Die Aufgabe besteht so oder so auf jeden Fall darin, eine Schurkenorganisation namens F.E.A.R. auszuheben. Deren Anführer hat einen verdächtig russisch klingenden Namen und ihr Ziel ist nicht weniger als die Weltherrschaft. Der Crusader muss Ort und Zeit des geheimen F.E.A.R.-Treffen herausfinden und alle hopps nehmen. Bis dahin ist nicht mehr viel Zeit und Hinweise gibt es erstmal nur wenige.

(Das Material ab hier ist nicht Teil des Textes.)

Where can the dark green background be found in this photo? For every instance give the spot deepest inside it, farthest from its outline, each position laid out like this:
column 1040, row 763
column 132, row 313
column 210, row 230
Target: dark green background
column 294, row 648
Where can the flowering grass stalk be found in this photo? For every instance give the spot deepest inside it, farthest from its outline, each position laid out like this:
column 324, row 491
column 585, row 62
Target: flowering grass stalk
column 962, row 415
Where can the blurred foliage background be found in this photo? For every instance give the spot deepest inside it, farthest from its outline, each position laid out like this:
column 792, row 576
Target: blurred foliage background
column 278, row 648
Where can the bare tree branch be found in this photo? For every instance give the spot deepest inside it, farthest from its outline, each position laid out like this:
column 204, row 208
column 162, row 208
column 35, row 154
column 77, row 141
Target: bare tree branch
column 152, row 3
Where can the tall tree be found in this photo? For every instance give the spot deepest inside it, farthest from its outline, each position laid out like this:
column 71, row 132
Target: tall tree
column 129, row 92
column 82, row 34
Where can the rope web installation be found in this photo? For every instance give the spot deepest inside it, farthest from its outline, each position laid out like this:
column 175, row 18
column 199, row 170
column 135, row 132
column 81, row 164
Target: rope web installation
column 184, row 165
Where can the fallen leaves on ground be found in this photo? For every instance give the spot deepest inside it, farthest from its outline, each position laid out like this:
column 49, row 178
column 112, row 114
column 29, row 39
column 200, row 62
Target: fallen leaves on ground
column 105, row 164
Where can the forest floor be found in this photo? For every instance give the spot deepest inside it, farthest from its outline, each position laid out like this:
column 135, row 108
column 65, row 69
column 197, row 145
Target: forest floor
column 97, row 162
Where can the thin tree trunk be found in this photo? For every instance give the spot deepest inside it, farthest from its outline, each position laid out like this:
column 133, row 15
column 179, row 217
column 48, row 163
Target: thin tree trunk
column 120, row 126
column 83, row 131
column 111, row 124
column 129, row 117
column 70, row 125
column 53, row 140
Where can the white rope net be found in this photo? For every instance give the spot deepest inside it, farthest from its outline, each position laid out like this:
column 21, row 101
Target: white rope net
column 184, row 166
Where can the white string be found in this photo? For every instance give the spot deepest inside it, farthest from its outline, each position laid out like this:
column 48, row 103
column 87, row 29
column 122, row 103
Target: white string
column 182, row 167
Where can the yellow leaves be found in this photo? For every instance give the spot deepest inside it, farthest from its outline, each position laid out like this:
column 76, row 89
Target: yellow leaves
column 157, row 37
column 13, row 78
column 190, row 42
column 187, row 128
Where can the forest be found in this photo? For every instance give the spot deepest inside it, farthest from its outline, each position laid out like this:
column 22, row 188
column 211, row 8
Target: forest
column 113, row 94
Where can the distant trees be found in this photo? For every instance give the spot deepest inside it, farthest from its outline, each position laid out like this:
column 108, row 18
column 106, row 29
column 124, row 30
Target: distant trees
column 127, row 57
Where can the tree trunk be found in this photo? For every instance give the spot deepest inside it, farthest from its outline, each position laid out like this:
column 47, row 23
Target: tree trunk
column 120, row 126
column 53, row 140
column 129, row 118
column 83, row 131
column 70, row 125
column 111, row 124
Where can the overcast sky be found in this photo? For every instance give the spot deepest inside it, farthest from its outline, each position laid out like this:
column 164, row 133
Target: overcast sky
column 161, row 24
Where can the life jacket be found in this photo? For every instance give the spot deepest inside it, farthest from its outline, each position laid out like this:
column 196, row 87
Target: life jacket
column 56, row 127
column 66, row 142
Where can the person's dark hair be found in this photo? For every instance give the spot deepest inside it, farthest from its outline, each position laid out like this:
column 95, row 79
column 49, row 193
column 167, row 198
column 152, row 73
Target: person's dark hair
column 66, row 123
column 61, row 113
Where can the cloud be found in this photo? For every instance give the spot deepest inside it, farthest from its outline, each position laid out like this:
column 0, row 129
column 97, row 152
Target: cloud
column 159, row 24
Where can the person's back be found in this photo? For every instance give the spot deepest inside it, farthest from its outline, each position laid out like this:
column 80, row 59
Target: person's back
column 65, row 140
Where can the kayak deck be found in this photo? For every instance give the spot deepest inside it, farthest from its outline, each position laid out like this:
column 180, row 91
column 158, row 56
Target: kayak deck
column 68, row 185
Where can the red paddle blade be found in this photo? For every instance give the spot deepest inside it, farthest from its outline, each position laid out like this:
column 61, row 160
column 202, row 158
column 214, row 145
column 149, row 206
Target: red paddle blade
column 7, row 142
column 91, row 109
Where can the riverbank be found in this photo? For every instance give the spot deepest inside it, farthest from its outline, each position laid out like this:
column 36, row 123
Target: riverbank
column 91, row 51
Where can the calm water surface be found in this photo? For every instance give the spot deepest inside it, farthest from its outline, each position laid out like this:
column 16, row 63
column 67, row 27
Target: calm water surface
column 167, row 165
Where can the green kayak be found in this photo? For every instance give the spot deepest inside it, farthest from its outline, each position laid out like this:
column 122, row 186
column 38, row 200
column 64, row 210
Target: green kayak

In Titan City ist immerhin eine Menge los. Theoretisch sollte der Protagonist sich auch mal an seiner Arbeitsstelle sehen lassen, doch dafür ist kaum jemals Zeit. Ebensowenig für Besuche bei der Tante. Wo man auch immer hingeht, sieht man Verbrechen. Ein Bankraub. Ein Taschenräuber in der U-Bahn. Ein Entführer. Ein Hund erleichtert sich auf dem Bürgersteig. Derlei Vergehen zu unterbinden und die Bösewichte dem Gesetz zuzuführen, wird mit Heldenpunkten belohnt. Doch gewinnt man nur, wenn man die für das F.E.A.R-Treffen relevanten Hinweise in bestimmten Szenen aufdeckt.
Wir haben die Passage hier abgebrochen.